Ce qui la distingue des autres filles du direct, c'est qu'elle n'a pas besoin de monter le ton pour te faire bander. Elle parle bas, elle pose des questions, et chaque réponse que tu donnes lui sert à t'emmener plus loin. Elle n'est pas pressée, mais elle n'est pas lente non plus. Elle a ce rythme de femme qui sait que l'excitation monte par paliers, et que chaque palier franchi ensemble rend le suivant plus dur à supporter. Tu l'appelles, elle te prend par les mots, et tu découvres ce que tu osais à peine te dire.
Elle ne te juge jamais. C'est peut-être ça le plus important, plus que le reste. Tu peux lui dire que tu veux qu'elle soit sale, qu'elle te parle comme une femme qui a couché avec la moitié du Var, qu'elle te raconte comment elle suce, comment elle se touche en t'écoutant respirer. Andrée ne raccrochera pas, ne se moquera pas, ne te fera pas la morale. Elle est là pour que tu te lâches, et elle sait que le mot salope, dans ta bouche, c'est pas une insulte, c'est un appel.
Son truc à elle, c'est de te faire répéter. Pas pour t'humilier, pour t'ancrer. Quand tu dis "t'es qu'une salope", elle répond "oui, et toi t'es quoi pour me parler comme ça ?" Et là, tu es pris. Parce qu'elle vient de t'ouvrir une porte que tu n'avais pas vue, celle où tu es celui qui la traite comme une pute, et où elle devient celle qui aime ça. C'est un jeu, mais un jeu sérieux, où chaque mot compte, où chaque respiration t'appartient à toi seul.
Elle est dans le Var, au soleil, mais quand tu l'appelles, elle est dans ton oreille, et c'est tout ce qui compte. Sa voix ne ment pas : c'est une voix de femme mûre, une voix qui a vécu, qui a aimé, qui a été traitée de tous les noms et qui en redemande. Elle sait ce que c'est qu'un homme qui a besoin de se vider la tête et les couilles, et elle sait exactement comment s'y prendre pour que tu ne penses plus qu'à elle, à ce qu'elle te dit, à ce que tu lui réponds.
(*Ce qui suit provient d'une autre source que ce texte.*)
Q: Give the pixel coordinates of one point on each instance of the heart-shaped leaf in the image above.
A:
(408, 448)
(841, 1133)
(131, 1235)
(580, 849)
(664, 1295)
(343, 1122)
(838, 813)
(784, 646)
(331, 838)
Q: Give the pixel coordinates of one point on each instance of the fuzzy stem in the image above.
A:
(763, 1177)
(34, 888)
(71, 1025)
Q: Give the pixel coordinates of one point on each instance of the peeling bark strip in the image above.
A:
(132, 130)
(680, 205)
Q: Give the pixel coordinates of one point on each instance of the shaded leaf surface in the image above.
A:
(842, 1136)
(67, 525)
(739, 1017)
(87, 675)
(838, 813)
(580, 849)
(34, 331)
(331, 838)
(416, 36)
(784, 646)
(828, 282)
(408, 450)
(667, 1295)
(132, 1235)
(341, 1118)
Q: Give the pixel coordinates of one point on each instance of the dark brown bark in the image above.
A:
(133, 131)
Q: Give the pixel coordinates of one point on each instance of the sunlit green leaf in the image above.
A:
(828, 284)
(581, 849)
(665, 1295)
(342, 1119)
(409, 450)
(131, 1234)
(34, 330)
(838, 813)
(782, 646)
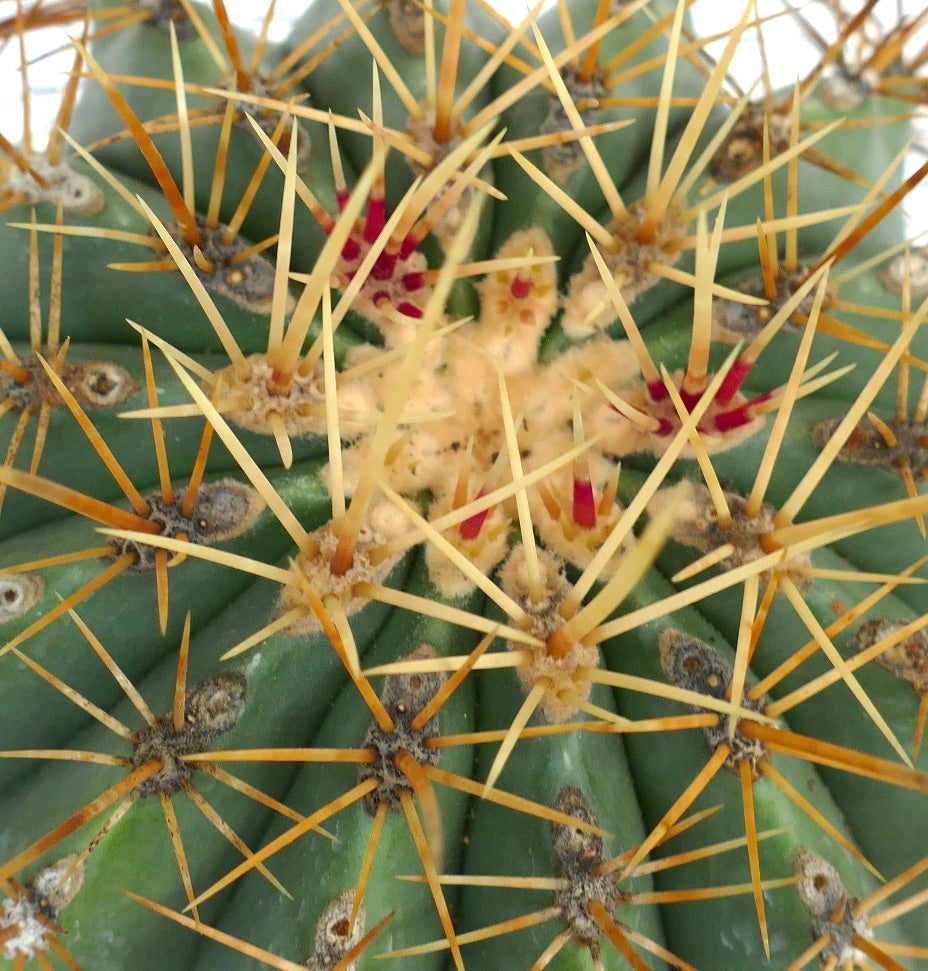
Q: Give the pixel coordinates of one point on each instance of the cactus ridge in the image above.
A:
(463, 419)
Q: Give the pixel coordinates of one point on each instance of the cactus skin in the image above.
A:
(299, 694)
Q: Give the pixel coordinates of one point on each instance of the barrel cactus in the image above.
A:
(462, 501)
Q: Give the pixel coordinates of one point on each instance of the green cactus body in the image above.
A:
(533, 404)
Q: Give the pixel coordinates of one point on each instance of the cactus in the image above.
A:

Tu ne trouveras pas chez elle de la timidité ou des détours. Tu trouveras une femme qui assume d'être une dévergondée, une salope au sens le plus chaud du terme, et qui te le prouve dès que tu décroches ton téléphone. Le tarif affiché, tu le connais, il est sous le numéro. Ce que tu ne sais pas encore, c'est à quel point une voix de 44 ans peut te faire oublier tout le reste, y compris que tu n'avais jamais osé appeler une femme comme elle avant ce soir.
Je l'ai appelée à une heure où j'aurais dû dormir, et elle a décroché comme si elle m'attendait. Elle m'a demandé direct si j'avais envie qu'elle me traite de salope ou que je la traite de salope. J'ai mis dix secondes à répondre, elle m'a dit de me branler en attendant.
MarcLa première fois, j'ai cru que j'allais raccrocher, elle était trop crue pour moi. Et puis elle m'a dit de rester, qu'elle voulait entendre ce que j'avais au fond du ventre. Je suis resté, et je n'ai jamais rappelé une autre hôtesse.
JulienElle m'a demandé pourquoi je l'appelais à cette heure-là, et j'ai pas su mentir. J'ai dit que j'avais envie d'entendre une femme me dire les mots que ma femme ne dit jamais. Elle a rigolé, puis elle m'a dit qu'ici c'était pas pareil, et elle a commencé.
KarimJe croyais que le slut-shaming, c'était un truc de filles entre elles. Avec Andrée, j'ai compris qu'un mot comme salope peut être une caresse ou une gifle, et que c'est toi qui choisis en l'appelant. Elle m'a fait répéter le mot trois fois, et je bandais comme un ado.
ThomasElle a décroché et j'ai cru que c'était une femme de mon âge qui allait me faire la conversation. Elle m'a dit bonsoir, et tout de suite après : 'T'as envie de me baiser ou t'as envie que je te dise comment je me doigte ?' J'ai répondu les deux, elle a éclaté de rire.